Liberia Economic Outlook
- Liberia’s post-war economic growth was sustained in 2012, led by the first full year of iron ore exports, construction, and strong performance in the service sector, but these positive trends are subject to fluctuations in commodity prices, FDI, and overseas development assistance.
- President Sirleaf’s government passed its FY 2012/13 budget as part of an Open Budget Initiative, but it faces mounting pressure to increase employment, improve services, tackle corruption and address governance issues in the forestry, palm oil, and oil sectors.
- The poverty rate has decreased from 64% to 56% between 2007 and 2010, but some 78% of the population remains engaged in vulnerable employment, and Liberia ranks close to the bottom of countries in the Human Development Index (HDI) (174th out of 187).
Liberia’s post-war economic growth was sustained in 2012, with estimated real GDP growth of 8.9%, led by the first full year of post-conflict iron ore exports, buoyant construction, and strong performance in services. Real GDP is projected to expand by 7.7% in 2013 and 5.4% in 2014, supported by further iron ore expansion and concessionrelated foreign direct investment (FDI). Liberia’s economic outlook remains vulnerable to fluctuations in commodity prices, particularly for its key exports, rubber and iron ore.
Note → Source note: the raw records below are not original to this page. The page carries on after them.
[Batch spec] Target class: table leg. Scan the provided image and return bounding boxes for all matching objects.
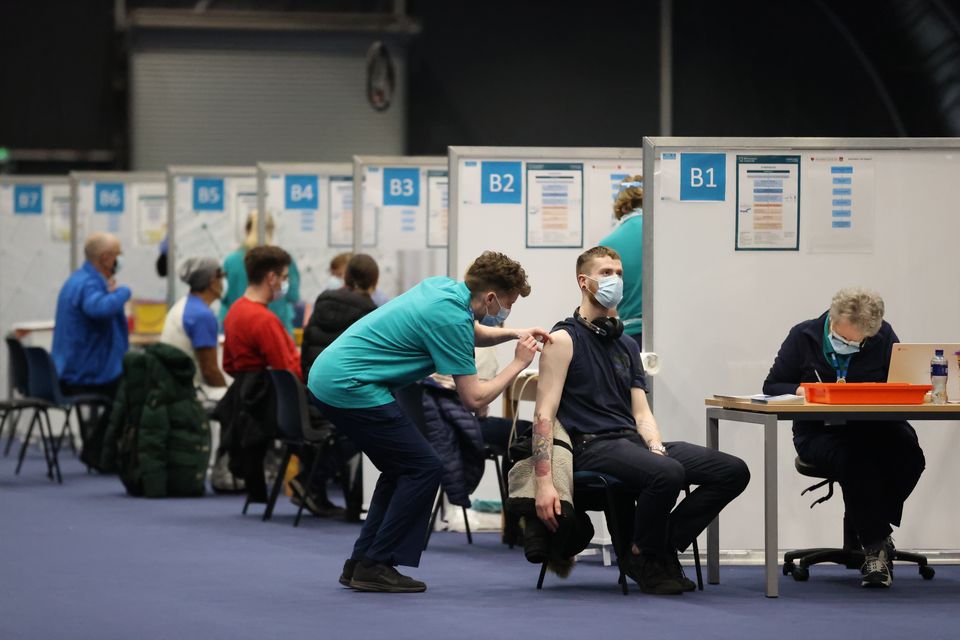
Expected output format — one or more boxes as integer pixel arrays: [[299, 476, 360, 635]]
[[763, 415, 780, 598], [707, 411, 720, 584]]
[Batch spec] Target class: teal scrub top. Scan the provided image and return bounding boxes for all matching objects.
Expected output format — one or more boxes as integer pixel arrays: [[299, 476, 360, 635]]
[[220, 247, 300, 336], [600, 214, 643, 336], [307, 277, 477, 409]]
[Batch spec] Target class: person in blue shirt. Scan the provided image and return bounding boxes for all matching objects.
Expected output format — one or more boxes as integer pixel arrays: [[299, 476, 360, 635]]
[[307, 251, 549, 593], [160, 258, 227, 388], [220, 211, 300, 337], [51, 233, 131, 444], [599, 176, 643, 349]]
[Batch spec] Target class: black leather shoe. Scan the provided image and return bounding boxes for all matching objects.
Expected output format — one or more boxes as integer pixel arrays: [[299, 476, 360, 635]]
[[350, 563, 427, 593], [340, 558, 357, 587], [623, 553, 684, 596]]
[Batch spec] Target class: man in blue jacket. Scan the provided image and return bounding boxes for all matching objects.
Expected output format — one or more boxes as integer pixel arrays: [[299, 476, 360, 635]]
[[52, 233, 130, 448]]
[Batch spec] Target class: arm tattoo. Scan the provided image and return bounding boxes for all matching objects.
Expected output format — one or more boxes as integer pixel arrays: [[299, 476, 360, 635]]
[[532, 416, 553, 476]]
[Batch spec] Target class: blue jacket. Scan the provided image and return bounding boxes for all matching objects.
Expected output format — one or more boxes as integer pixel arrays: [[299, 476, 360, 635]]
[[52, 262, 130, 385], [763, 312, 900, 438]]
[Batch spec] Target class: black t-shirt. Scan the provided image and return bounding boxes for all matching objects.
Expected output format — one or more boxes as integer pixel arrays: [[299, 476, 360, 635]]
[[553, 318, 647, 433]]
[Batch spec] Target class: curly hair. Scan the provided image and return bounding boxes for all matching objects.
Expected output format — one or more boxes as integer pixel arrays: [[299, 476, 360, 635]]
[[830, 287, 884, 338], [463, 251, 530, 298], [613, 176, 643, 220]]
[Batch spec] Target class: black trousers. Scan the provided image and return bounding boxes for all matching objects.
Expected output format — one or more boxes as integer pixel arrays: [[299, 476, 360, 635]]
[[793, 422, 926, 544], [573, 432, 750, 552], [309, 394, 443, 567]]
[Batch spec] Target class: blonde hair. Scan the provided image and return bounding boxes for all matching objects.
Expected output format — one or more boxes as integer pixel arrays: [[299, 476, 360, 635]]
[[830, 287, 884, 338], [613, 176, 643, 220]]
Potential declines in FDI and overseas development assistance, including the partial drawdown of the substantial UNMIL force, could also affect economic performance.
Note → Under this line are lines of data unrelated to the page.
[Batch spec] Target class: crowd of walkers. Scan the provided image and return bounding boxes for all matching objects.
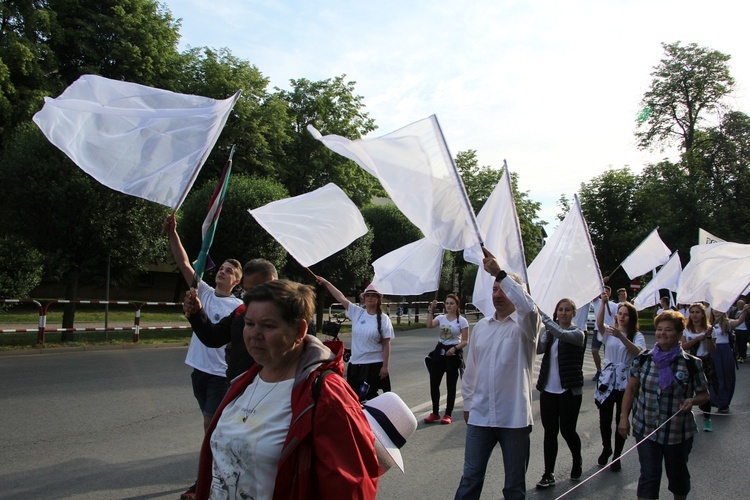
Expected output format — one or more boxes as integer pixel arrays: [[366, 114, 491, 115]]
[[164, 217, 750, 500]]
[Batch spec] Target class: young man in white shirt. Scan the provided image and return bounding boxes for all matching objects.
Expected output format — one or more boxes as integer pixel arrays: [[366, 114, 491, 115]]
[[455, 250, 542, 499], [162, 215, 242, 500]]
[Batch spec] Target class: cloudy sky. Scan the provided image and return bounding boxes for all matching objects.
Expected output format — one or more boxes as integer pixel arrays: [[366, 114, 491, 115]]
[[163, 0, 750, 225]]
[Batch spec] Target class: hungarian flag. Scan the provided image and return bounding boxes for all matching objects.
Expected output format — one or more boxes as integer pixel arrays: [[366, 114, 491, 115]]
[[193, 146, 235, 287]]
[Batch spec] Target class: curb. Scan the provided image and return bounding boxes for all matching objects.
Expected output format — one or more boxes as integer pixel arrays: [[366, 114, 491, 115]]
[[0, 342, 189, 357]]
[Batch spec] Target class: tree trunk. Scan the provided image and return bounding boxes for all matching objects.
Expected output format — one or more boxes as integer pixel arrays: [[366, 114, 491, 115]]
[[60, 266, 81, 342]]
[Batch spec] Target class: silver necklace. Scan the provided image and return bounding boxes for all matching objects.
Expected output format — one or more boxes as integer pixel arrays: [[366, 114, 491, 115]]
[[242, 374, 281, 423]]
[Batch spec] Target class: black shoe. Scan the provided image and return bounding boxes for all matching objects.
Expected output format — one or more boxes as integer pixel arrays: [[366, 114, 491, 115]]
[[536, 473, 555, 489], [570, 462, 583, 481]]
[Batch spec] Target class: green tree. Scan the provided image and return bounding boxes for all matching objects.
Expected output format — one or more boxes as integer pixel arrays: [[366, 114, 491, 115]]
[[273, 75, 383, 207], [177, 174, 289, 284], [176, 47, 290, 183], [0, 123, 168, 334], [636, 42, 734, 151], [579, 167, 653, 276], [362, 203, 423, 261], [455, 149, 546, 262], [0, 236, 44, 299]]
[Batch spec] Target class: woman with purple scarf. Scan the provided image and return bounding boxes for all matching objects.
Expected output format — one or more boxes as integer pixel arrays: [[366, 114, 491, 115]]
[[617, 311, 708, 499]]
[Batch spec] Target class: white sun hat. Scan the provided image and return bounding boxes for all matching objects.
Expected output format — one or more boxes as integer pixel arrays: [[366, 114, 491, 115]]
[[362, 392, 417, 475]]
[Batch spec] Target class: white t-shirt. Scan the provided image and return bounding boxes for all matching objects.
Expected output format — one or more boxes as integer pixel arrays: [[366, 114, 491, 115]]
[[711, 323, 729, 345], [185, 280, 242, 377], [346, 302, 394, 365], [682, 328, 710, 358], [211, 376, 294, 500], [435, 314, 469, 345], [592, 299, 620, 331]]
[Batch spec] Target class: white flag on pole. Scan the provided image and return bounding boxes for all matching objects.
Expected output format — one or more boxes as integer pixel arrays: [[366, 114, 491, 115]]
[[307, 115, 479, 251], [372, 238, 443, 295], [464, 163, 529, 316], [621, 227, 671, 280], [34, 75, 240, 210], [633, 251, 682, 311], [677, 242, 750, 311], [698, 227, 727, 245], [248, 184, 367, 267], [529, 196, 604, 316]]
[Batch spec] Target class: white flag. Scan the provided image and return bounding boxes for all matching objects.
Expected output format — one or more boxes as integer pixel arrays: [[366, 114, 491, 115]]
[[372, 238, 443, 295], [248, 184, 367, 267], [677, 242, 750, 311], [529, 196, 604, 316], [633, 251, 682, 311], [34, 75, 240, 210], [621, 228, 671, 280], [464, 164, 529, 316], [698, 227, 727, 245], [307, 115, 479, 251]]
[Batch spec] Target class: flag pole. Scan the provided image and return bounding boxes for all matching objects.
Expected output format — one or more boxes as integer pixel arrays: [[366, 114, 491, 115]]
[[172, 90, 242, 212], [432, 115, 484, 246]]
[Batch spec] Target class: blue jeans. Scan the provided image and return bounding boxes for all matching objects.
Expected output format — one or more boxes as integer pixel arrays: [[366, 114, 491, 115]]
[[455, 424, 531, 500]]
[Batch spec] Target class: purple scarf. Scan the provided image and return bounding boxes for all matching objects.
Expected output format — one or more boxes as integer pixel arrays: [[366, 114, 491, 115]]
[[652, 344, 682, 389]]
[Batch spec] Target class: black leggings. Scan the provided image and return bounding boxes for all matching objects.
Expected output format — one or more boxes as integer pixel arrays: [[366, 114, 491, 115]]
[[599, 390, 625, 457], [539, 390, 583, 474], [430, 354, 461, 415]]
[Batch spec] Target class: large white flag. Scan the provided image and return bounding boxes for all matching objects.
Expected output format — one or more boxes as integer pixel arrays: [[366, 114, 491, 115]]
[[621, 227, 671, 280], [307, 115, 480, 251], [677, 242, 750, 311], [633, 251, 682, 311], [698, 227, 727, 245], [529, 196, 604, 316], [34, 75, 240, 210], [248, 184, 367, 267], [372, 238, 443, 295], [464, 163, 529, 316]]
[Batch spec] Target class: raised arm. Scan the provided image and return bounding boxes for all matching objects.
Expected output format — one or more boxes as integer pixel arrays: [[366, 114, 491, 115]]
[[315, 276, 350, 310], [161, 214, 195, 285]]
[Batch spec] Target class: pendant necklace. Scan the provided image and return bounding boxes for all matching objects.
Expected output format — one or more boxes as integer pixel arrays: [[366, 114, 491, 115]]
[[242, 374, 281, 423]]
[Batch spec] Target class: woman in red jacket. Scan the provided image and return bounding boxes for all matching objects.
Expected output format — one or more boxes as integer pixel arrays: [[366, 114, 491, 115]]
[[197, 280, 378, 499]]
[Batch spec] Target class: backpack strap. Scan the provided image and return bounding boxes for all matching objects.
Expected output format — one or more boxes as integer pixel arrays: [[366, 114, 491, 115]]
[[311, 369, 334, 423]]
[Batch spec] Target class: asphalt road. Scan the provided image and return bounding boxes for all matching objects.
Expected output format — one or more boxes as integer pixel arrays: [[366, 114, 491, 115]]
[[0, 330, 750, 499]]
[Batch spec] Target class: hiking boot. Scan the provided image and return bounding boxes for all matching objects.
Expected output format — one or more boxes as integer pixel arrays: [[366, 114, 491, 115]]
[[536, 472, 555, 489], [596, 448, 612, 467], [424, 413, 440, 424], [180, 481, 198, 500], [570, 460, 583, 481]]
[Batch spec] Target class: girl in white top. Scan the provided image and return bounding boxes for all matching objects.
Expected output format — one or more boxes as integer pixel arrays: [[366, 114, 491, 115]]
[[682, 302, 716, 432], [710, 304, 750, 414], [424, 293, 469, 424], [594, 294, 646, 472], [316, 276, 394, 400]]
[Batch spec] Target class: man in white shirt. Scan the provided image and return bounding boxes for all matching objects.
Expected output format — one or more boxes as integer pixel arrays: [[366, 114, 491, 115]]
[[455, 250, 542, 499], [162, 215, 242, 500]]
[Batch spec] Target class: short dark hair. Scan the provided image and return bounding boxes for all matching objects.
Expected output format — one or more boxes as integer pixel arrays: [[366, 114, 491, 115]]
[[654, 309, 687, 335], [245, 259, 279, 280], [243, 280, 315, 325]]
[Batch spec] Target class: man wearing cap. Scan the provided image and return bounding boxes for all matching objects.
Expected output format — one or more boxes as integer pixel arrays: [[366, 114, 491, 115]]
[[455, 249, 542, 499]]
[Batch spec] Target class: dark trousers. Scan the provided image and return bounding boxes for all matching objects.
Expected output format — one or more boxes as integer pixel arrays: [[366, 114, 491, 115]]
[[734, 330, 750, 359], [599, 390, 625, 457], [539, 390, 583, 474], [430, 354, 461, 415]]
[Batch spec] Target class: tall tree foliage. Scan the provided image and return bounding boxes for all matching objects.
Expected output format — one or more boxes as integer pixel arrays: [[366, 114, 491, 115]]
[[636, 42, 734, 151], [273, 75, 382, 206]]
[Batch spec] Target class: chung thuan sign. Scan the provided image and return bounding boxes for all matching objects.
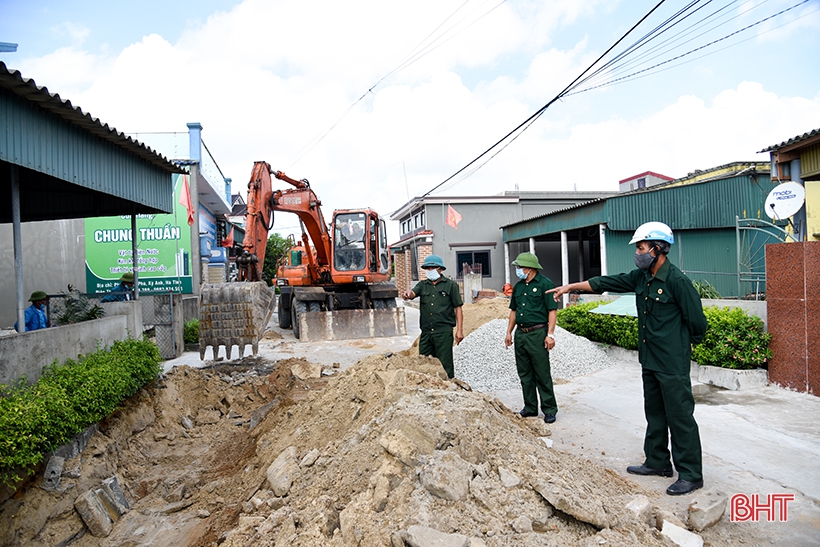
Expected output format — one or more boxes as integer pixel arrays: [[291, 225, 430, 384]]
[[85, 175, 193, 294]]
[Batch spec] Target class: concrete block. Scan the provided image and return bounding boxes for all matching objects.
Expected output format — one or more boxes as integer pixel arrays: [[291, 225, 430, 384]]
[[626, 494, 655, 528], [661, 520, 703, 547], [689, 488, 729, 532], [100, 477, 131, 518], [43, 456, 65, 490], [74, 490, 114, 537], [698, 365, 769, 391], [402, 525, 470, 547]]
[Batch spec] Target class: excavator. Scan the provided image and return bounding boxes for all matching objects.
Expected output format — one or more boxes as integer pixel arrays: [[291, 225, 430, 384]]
[[199, 161, 407, 359]]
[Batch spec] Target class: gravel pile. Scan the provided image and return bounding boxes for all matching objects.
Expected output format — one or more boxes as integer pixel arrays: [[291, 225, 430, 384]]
[[453, 319, 613, 393]]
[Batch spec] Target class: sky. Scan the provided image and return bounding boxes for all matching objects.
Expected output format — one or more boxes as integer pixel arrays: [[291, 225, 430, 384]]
[[0, 0, 820, 241]]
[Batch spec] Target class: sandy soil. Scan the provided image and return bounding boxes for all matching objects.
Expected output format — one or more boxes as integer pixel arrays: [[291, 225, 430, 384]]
[[0, 299, 764, 547]]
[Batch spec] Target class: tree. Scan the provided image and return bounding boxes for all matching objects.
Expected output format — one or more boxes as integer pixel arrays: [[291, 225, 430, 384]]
[[262, 234, 291, 286]]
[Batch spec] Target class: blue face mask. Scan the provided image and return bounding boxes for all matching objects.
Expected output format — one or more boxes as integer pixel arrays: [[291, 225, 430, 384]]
[[635, 253, 657, 270]]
Consumer price inflation moderated to 6.9% in 2012, thanks to lower international food and fuel prices, and is expected to further slow to 5.1% in 2013.
In December 2012, Liberia launched the Agenda for Transformation (AfT), its second poverty reduction strategy. The AfT intends to remove key infrastructure constraints in energy, roads, and ports, and to support youth and capacity building. The government has secured financing to rehabilitate the Mount Coffee Hydropower plant, which could come online at end of 2015 and would help address the country’s substantial energy shortage. The government prepared its FY 2012/13 budget in a three-year Medium Term Expenditure Framework (MTEF). However, despite substantial progress in public financial management (PFM) and transparency, substantial challenges remain, and pay reform will be necessary to improve public sector capacity.
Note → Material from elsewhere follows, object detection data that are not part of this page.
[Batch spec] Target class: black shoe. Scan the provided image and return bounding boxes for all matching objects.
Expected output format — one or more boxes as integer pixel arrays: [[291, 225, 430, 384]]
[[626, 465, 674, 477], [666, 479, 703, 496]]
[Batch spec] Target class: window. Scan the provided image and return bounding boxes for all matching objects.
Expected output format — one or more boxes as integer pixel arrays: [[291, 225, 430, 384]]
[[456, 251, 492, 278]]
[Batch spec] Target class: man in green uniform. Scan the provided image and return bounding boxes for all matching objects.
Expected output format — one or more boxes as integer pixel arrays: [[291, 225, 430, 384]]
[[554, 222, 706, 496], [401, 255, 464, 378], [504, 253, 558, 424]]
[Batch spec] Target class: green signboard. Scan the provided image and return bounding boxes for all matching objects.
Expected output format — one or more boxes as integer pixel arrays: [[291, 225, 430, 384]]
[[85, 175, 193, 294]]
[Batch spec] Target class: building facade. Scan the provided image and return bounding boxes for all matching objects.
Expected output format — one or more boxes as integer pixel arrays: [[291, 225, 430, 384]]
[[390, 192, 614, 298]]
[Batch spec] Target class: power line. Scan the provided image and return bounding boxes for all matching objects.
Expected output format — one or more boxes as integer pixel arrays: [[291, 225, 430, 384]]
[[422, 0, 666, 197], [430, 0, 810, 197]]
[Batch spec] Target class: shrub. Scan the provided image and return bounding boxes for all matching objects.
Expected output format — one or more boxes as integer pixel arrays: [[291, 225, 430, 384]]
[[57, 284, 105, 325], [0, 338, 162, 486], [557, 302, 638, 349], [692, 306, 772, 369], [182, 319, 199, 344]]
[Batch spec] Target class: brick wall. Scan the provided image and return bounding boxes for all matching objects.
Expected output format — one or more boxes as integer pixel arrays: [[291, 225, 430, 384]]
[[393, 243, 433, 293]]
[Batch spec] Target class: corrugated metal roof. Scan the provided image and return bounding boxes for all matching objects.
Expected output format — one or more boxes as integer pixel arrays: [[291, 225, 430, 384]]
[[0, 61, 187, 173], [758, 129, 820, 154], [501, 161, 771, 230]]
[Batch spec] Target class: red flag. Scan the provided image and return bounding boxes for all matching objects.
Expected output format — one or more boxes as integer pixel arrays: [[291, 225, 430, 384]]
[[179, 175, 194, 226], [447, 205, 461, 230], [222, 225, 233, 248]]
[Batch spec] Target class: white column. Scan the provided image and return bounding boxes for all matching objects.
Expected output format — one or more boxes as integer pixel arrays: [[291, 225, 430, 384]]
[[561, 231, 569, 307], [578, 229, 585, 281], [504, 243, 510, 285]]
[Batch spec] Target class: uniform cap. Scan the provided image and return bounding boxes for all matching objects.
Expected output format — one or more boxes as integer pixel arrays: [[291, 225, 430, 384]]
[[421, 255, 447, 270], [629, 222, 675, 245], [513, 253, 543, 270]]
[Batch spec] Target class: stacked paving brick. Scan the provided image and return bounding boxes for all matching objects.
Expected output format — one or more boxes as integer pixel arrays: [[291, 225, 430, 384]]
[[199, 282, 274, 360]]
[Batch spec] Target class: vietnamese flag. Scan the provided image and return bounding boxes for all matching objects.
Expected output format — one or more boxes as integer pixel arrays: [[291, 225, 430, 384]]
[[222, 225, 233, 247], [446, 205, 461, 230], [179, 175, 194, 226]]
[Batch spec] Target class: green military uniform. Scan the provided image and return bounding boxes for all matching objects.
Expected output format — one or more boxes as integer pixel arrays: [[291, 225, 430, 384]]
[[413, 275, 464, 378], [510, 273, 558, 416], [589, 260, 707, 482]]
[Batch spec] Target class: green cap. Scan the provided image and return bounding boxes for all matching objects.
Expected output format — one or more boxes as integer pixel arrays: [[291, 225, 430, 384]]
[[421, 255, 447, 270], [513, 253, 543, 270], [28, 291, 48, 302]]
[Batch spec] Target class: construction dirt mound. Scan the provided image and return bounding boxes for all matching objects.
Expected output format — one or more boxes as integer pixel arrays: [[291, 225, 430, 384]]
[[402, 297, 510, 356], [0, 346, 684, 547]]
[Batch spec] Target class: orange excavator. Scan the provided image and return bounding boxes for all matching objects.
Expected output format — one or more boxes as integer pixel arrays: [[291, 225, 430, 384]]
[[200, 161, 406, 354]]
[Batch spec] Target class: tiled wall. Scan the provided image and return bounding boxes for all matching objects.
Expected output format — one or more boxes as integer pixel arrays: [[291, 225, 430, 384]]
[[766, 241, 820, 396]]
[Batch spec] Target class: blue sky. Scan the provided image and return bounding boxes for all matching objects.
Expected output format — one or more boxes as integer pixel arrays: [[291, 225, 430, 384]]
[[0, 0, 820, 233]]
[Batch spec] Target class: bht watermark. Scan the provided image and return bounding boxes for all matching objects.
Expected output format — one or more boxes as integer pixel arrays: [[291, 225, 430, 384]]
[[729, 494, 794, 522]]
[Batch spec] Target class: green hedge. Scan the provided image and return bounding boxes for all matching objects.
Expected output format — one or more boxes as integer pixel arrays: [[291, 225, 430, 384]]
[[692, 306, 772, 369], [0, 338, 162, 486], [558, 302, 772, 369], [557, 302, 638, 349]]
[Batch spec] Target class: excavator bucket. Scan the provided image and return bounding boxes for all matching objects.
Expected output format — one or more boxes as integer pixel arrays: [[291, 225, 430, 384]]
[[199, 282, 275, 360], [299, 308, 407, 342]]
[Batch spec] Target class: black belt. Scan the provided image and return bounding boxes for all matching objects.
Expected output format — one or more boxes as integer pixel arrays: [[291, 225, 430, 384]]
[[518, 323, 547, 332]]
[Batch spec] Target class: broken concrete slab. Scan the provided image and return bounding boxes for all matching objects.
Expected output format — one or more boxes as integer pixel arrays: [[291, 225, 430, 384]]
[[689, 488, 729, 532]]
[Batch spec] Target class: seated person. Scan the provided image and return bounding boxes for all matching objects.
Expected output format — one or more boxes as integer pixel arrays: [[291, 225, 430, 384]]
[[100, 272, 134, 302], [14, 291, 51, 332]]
Natural resources continue to play a leading role in Liberia’s economy. Iron ore, rubber, and timber dominate exports, and the oil and palm oil sectors offer much potential. The management of these resources has come under scrutiny in the past year. The abuse of Private Use Permits in the forestry sector has resulted in a quarter of Liberia’s land being contracted out to foreign companies with little oversight. Land access disputes have also slowed planting in the palm oil sector, and oil discoveries have been overshadowed by the need to reform the sector’s institutions. Investments in power and transportation should foster linkages between Liberia’s private sector and its natural resources sector, while increasing productivity and market access for the majority of households in rural areas that are engaged in small-scale agriculture. Infrastructure will take years to develop, however, and poor access to credit will continue to constrain growth. Concession agreements could create up to 100 000 local jobs over 10 years, but this will make limited impact on the 50 000 youth joining the labour force every year. Increased employment creation would help decrease the risk of instability.